L'information : Depuis des mois, personne n'avait plus de ses nouvelles. La sulfureuse Adja Awa, qui s'était fait connaître par ses révélations croustillantes sur les coulisses du pouvoir camerounais, se serait réfugiée au Tchad. Selon des sources concordantes, après avoir été arrêtée et torturée pendant plusieurs semaines au Secrétariat d'État à la Défense (SED), elle a été relâchée et s'est directement installée à N'Djamena.
Une santé inquiétante : Traumatisée par les souffrances endurées pendant sa détention, l'activiste serait aujourd'hui malade au Tchad. Son état de santé préoccupe ses proches et ses soutiens, qui réclament des informations sur les conditions de sa détention et les soins qui lui sont prodigués.
Six mois de silence : L'absence d'Adja Awa dans l'espace public camerounais était devenue une énigme sécuritaire. Tout avait commencé le 23 juillet 2025, lorsque le Lieutenant-Colonel Bialo Dieudonné, Officier Supérieur de Gendarmerie, avait signé un « Message Radio Porté » ordonnant une interdiction de sortie du territoire et le lancement de recherches actives à Yaoundé, Douala et Maroua. Le document officiel justifiait cette traque par de « multiples appels à l'insurrection et autres ».
Une cible du régime : Connue pour ses interventions frontales sur les réseaux sociaux, l'activiste s'en prenait régulièrement aux dignitaires du régime de Paul Biya. Depuis la diffusion de cet avis de recherche, Hadja Awa s'était évaporée, alimentant les craintes d'une opinion publique camerounaise qui n'a pas oublié les précédents sombres de Martinez Zogo ou Samuel Wazizi.

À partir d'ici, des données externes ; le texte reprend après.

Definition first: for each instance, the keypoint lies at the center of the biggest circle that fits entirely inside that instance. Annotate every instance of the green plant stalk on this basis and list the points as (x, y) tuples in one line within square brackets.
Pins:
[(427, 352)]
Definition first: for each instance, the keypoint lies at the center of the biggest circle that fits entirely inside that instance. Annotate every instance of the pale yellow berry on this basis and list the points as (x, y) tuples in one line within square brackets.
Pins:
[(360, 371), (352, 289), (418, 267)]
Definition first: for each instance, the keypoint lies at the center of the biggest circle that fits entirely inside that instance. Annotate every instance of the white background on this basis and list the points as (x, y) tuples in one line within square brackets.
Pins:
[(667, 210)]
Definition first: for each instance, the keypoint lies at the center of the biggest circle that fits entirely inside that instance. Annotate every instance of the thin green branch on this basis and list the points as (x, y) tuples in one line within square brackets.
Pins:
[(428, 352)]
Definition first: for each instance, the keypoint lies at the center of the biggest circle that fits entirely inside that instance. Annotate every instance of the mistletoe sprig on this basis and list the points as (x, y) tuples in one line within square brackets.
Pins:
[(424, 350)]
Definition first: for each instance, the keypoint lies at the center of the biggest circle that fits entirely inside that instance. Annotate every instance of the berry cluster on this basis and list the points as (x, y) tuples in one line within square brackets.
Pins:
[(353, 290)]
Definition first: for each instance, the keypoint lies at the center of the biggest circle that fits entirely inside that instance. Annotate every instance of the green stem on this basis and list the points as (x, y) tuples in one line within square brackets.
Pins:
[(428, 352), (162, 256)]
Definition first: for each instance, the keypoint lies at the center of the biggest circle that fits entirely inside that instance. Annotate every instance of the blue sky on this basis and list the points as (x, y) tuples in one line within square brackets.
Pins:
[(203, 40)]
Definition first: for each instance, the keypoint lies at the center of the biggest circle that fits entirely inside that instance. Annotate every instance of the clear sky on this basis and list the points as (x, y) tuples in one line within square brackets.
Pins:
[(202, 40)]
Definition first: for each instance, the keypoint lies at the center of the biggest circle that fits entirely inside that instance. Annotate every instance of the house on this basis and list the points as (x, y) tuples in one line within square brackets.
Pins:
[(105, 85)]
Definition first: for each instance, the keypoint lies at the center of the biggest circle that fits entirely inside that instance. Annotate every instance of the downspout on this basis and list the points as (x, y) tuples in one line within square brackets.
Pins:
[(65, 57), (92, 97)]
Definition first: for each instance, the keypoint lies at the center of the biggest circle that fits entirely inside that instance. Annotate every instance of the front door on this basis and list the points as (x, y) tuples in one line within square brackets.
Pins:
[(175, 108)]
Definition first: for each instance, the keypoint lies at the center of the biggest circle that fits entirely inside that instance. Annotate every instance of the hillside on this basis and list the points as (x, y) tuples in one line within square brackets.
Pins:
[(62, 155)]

Le silence de l'État : Jusqu'ici, le Secrétariat d'État à la Défense n'a pas communiqué sur l'état d'avancement des recherches ou sur une éventuelle détention. Le lanceur d'alerte N'Zui Manto avait évoqué une possible interpellation suivie d'un mutisme absolu des autorités. « On peut étouffer la voix d'un homme, mais on n'étouffe pas la réalité des faits », confie un analyste politique sous anonymat.